Github, the super popular site for storing software repositories has been hit with more than a few DMCA notices in its time — in fact, it has a repository publicly listing them all. Just recently, we had noted some controversial ones, including Qualcomm shutting down its own repository and the MPAA taking down Popcorn Time repositories, despite them containing no MPAA copyright covered material.
Github has now made a very interesting move in changing its DMCA process to one that is basically a notice-and-notice policy, and one which also does not create collateral damage for non-infringing forks of projects.
- First, whenever possible, users will have a chance to fix problems before we take content down.
- Second, we will not automatically disable forks in a network based on the takedown of a parent repository unless the takedown notice explicitly includes them.
- Last but not least, we’ve published a completely revamped DMCA policy as well as a pair of how-to guides for takedown and counter notices to make our process more transparent and easier to understand.
It’s that first one that is most interesting to me for a variety of reasons. The company admits that it sort of did this informally in the past, but now it’s official policy:
The first change is that from now on we will give you an opportunity, whenever possible, to modify your code before we take it down. Previously, when we blocked access to a Git repository, we had to disable the entire repository. This doesn’t make sense when the complaint is only directed at one file (or a few lines of code) in the repository, and the repository owner is perfectly happy to fix the problem.
In practice, our support team would often shuttle messages between the parties to work out a way for them to fix it. That usually worked out well and everyone ended up happier at the end of the day. So we are making it a formal part of our policy, and we are going to do it before we disable the rest of the repository.
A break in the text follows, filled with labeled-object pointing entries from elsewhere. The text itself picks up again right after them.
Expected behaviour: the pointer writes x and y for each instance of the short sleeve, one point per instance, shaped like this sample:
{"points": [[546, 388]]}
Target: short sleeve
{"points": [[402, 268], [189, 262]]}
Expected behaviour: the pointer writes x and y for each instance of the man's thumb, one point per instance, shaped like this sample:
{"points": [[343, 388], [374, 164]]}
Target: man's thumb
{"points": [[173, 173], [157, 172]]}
It’s absolutely true that this seems like a much better overall policy for everyone — but it’s still surprising (if unfortunate that it’s surprising) that any company would be willing to take such a step, since, technically it’s opening the company up to some amount of greater liability — and lawyers tend to be averse to any move that may increase a company’s legal liability. So, kudos to Github and its lawyers for recognizing that sometimes you have to let in a little legal risk for the good of the overall community.